ギオのトネ (გიოს თონე)

地下鉄ヴァルケティリ駅から南に徒歩10分の場所にあるパン屋。シダ・カルトリ地方のナズキ(所謂「普通」のナズキ)のみならずカヘティ風ナズキ(კახური ნაზუქი)も販売する珍しいお店だ(以下、この記事で単に「ナズキ」と記す場合はシダ・カルトリ地方のナズキを指すことにする)。当店のナズキは三角形で中にはレーズンが大量に入っており満足感は高い。おそらく四角形の生地にレーズンを乗せた後に対角線上に折りたたんで焼いているのだろうか。生地にはしっかり味がついており、その香ばしさはマリナのナズキNo. 62を彷彿とさせる。筆者の主観では、トビリシで売られているナズキのうちスラミの典型的なナズキに最も味が近いのは当店のナズキだ。

Gio's Tone's nazuki

カヘティ風ナズキはカヘティ地方で作られているパンで、同じナズキという名を冠するもののシダ・カルトリ地方のナズキとは全くの別物だ。カヘティ風ナズキにはみじん切りの玉ねぎを砂糖とカヘティ油(カヘティ地方で伝統的に作られている未精製のひまわり油)と一緒に炒めた餡が入っており、当店では外側はかなりカリカリに焼き上げられている。
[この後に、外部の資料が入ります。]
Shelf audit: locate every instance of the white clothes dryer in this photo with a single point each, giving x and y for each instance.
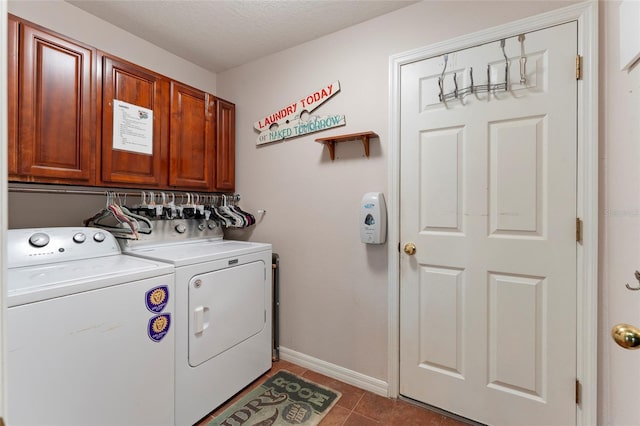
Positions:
(223, 310)
(89, 331)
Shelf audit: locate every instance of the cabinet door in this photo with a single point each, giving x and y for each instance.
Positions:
(192, 140)
(225, 145)
(134, 85)
(12, 92)
(56, 120)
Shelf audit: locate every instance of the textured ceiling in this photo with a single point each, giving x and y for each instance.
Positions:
(222, 34)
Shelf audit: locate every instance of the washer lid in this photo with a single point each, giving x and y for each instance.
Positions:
(41, 282)
(197, 251)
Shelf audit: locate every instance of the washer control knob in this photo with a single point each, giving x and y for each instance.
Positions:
(79, 237)
(39, 239)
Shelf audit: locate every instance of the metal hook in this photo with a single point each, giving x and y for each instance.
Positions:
(637, 275)
(506, 65)
(523, 61)
(441, 79)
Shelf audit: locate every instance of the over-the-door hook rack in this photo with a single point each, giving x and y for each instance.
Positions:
(459, 93)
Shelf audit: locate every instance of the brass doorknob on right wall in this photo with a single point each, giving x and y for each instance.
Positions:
(626, 336)
(410, 249)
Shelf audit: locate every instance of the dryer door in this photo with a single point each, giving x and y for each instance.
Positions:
(226, 307)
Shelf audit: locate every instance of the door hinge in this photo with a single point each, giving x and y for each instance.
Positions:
(578, 67)
(578, 230)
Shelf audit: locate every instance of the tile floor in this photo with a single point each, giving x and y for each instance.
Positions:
(356, 407)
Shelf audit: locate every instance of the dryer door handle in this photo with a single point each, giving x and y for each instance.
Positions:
(200, 319)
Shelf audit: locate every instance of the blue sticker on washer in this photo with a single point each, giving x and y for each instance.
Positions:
(156, 299)
(159, 327)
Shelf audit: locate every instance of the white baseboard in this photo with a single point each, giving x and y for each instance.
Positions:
(350, 377)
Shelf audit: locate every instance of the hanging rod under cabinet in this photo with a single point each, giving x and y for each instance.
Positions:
(102, 192)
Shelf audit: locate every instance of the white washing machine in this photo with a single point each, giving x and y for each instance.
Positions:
(223, 311)
(89, 332)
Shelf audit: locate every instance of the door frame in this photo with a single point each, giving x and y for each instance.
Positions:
(586, 14)
(3, 199)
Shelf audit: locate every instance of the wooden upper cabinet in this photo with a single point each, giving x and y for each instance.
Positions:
(12, 94)
(56, 124)
(137, 86)
(225, 170)
(192, 138)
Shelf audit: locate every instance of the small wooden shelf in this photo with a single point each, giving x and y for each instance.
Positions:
(331, 141)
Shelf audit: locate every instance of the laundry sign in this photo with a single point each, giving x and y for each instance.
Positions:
(295, 119)
(132, 128)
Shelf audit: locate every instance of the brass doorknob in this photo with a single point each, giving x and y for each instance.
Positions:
(626, 336)
(410, 249)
筆者にとっては玉ねぎと砂糖を混ぜて餡を作るという発想自体が奇抜だったが、食べてみるとクセになるおいしさがあった。カヘティ風ナズキはカヘティ地方出身の友人でさえ存在を知らない人がいるほど珍しい一品なので、見つけた際にはぜひ試してみていただきたい。
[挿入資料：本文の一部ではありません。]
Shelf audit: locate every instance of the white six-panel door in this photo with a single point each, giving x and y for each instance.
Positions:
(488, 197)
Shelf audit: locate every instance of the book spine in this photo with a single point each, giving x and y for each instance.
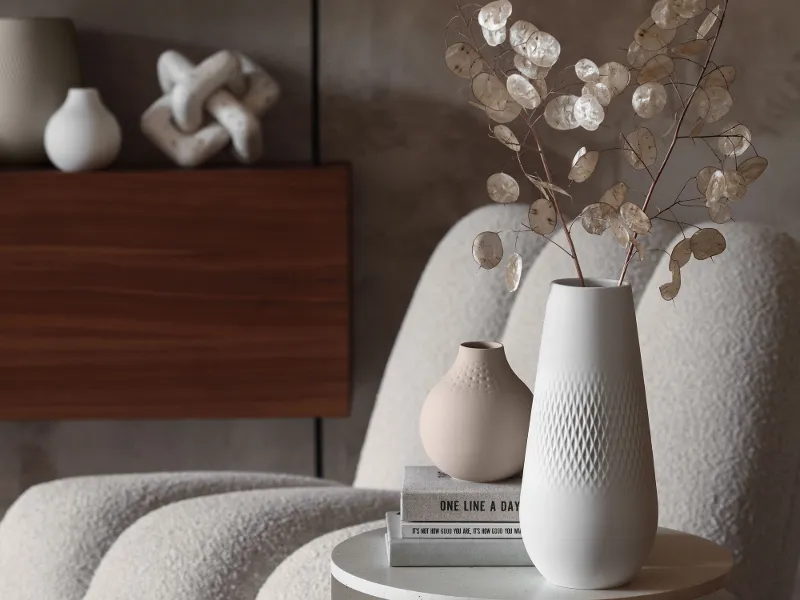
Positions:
(457, 553)
(440, 530)
(460, 507)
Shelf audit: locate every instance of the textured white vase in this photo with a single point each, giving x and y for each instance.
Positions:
(589, 507)
(82, 135)
(474, 422)
(38, 64)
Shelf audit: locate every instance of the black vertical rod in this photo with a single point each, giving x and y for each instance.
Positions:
(316, 157)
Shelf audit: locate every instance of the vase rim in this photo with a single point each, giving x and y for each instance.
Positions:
(482, 345)
(591, 284)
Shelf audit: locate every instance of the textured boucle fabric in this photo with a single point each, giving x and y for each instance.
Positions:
(454, 302)
(722, 373)
(54, 536)
(306, 574)
(224, 547)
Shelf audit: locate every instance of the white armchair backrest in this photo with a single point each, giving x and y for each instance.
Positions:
(721, 367)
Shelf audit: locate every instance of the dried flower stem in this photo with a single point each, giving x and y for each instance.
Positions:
(675, 137)
(560, 215)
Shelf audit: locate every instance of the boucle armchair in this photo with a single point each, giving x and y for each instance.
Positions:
(721, 368)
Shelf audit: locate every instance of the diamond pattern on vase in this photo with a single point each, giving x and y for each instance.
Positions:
(590, 432)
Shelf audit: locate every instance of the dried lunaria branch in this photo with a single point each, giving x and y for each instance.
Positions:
(507, 65)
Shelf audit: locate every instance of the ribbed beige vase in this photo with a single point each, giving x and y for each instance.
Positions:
(38, 65)
(474, 422)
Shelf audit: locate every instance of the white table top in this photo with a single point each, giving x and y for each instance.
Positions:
(680, 567)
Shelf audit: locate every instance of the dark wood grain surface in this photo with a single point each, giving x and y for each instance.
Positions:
(169, 294)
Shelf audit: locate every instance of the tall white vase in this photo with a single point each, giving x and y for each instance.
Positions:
(474, 421)
(82, 135)
(589, 507)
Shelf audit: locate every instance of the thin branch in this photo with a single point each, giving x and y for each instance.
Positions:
(559, 214)
(527, 228)
(672, 144)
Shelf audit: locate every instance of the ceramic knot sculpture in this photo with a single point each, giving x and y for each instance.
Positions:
(205, 107)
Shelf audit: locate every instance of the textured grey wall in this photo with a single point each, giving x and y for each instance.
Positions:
(421, 158)
(119, 44)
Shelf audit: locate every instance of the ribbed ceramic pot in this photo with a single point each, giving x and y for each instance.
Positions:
(82, 135)
(38, 64)
(589, 507)
(474, 422)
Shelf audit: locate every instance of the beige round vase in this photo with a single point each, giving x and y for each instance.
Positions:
(474, 422)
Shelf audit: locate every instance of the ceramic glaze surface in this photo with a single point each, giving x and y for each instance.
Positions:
(38, 64)
(588, 508)
(82, 135)
(473, 423)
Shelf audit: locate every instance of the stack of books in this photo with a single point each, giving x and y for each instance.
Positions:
(445, 522)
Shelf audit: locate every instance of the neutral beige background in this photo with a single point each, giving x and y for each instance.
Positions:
(421, 158)
(420, 161)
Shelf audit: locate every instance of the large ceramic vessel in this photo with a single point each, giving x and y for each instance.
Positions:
(474, 422)
(38, 64)
(588, 507)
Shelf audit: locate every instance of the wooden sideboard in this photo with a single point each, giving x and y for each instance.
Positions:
(175, 294)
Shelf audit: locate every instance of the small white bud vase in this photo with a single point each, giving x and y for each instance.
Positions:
(589, 506)
(474, 422)
(82, 135)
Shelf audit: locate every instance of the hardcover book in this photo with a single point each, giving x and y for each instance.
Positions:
(430, 495)
(403, 552)
(443, 530)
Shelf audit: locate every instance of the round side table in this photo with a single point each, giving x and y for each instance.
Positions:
(680, 567)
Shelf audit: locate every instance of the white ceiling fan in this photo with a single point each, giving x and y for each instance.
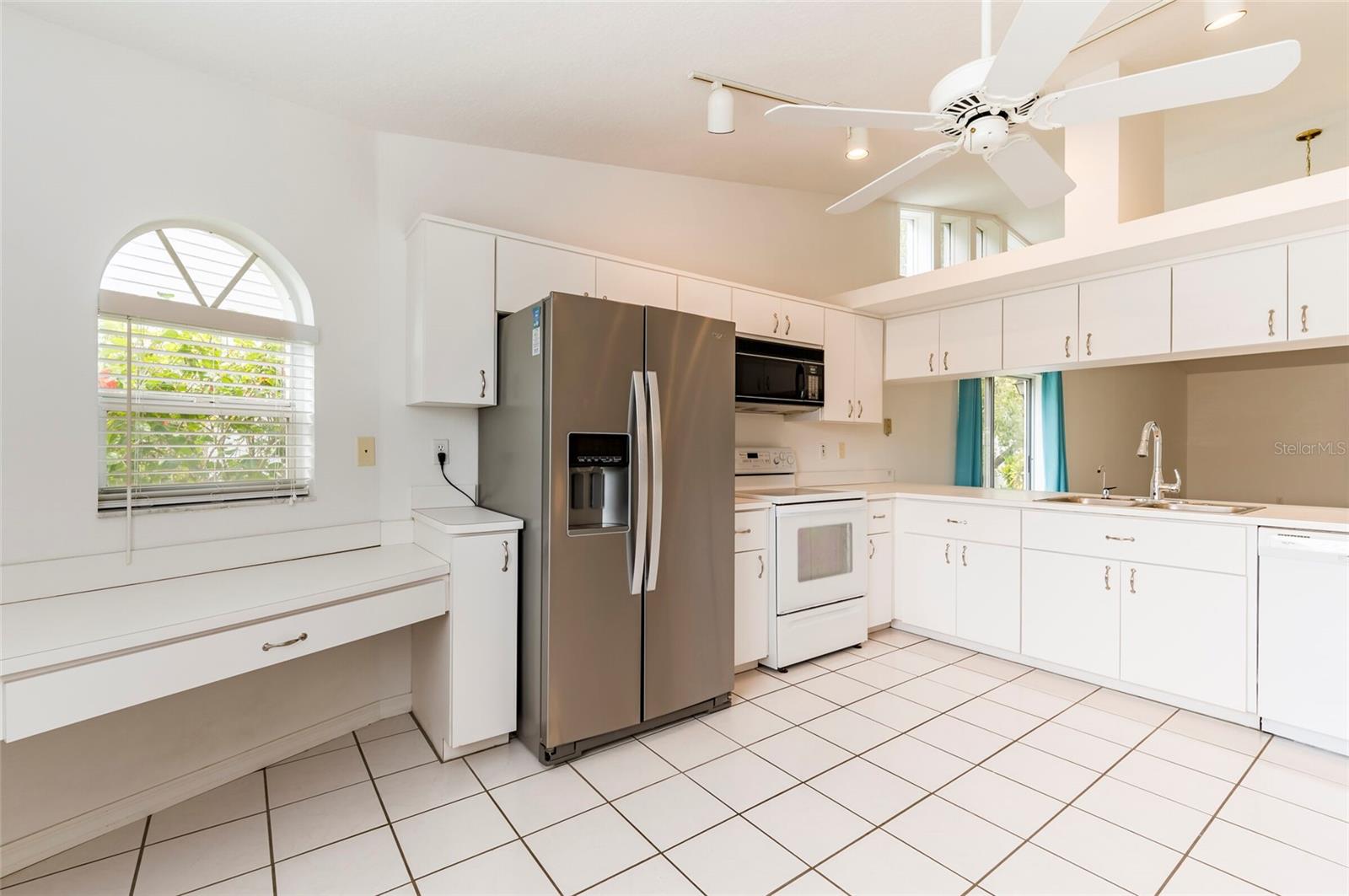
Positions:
(984, 103)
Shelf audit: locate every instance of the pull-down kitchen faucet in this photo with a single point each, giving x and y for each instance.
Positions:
(1158, 485)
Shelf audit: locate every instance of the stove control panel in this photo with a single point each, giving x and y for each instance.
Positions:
(766, 460)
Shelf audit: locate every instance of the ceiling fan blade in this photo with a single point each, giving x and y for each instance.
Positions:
(892, 179)
(1032, 173)
(842, 116)
(1039, 40)
(1220, 78)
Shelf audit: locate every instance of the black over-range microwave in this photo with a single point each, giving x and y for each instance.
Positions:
(777, 378)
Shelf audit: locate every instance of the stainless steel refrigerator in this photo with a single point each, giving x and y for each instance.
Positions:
(613, 437)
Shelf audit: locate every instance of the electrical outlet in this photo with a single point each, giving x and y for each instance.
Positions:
(364, 451)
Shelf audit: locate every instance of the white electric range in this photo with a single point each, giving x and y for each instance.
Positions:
(816, 559)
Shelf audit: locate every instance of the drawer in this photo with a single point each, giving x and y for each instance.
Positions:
(750, 530)
(1193, 545)
(964, 521)
(47, 700)
(879, 516)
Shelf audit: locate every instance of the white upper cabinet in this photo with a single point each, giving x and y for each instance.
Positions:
(867, 370)
(1126, 316)
(451, 318)
(1040, 328)
(971, 338)
(1319, 287)
(634, 285)
(1231, 300)
(911, 346)
(775, 318)
(526, 273)
(840, 361)
(701, 297)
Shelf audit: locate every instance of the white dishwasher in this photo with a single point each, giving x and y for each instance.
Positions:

Gio's Tone's Kakhetian nazuki

トビリシにいながら東西ジョージアのナズキを両方味わえる珍しい場所、それが「ギオのトネ」だ。2025年5月時点でナズキが4ラリ、カヘティ風ナズキが3ラリ。筆者が訪れた15時頃にはカヘティ風ナズキは一つしか残っていなかったので、両方味わいたい方はそれよりも早い時間帯に行くといいかもしれない。路上停車スペースあり。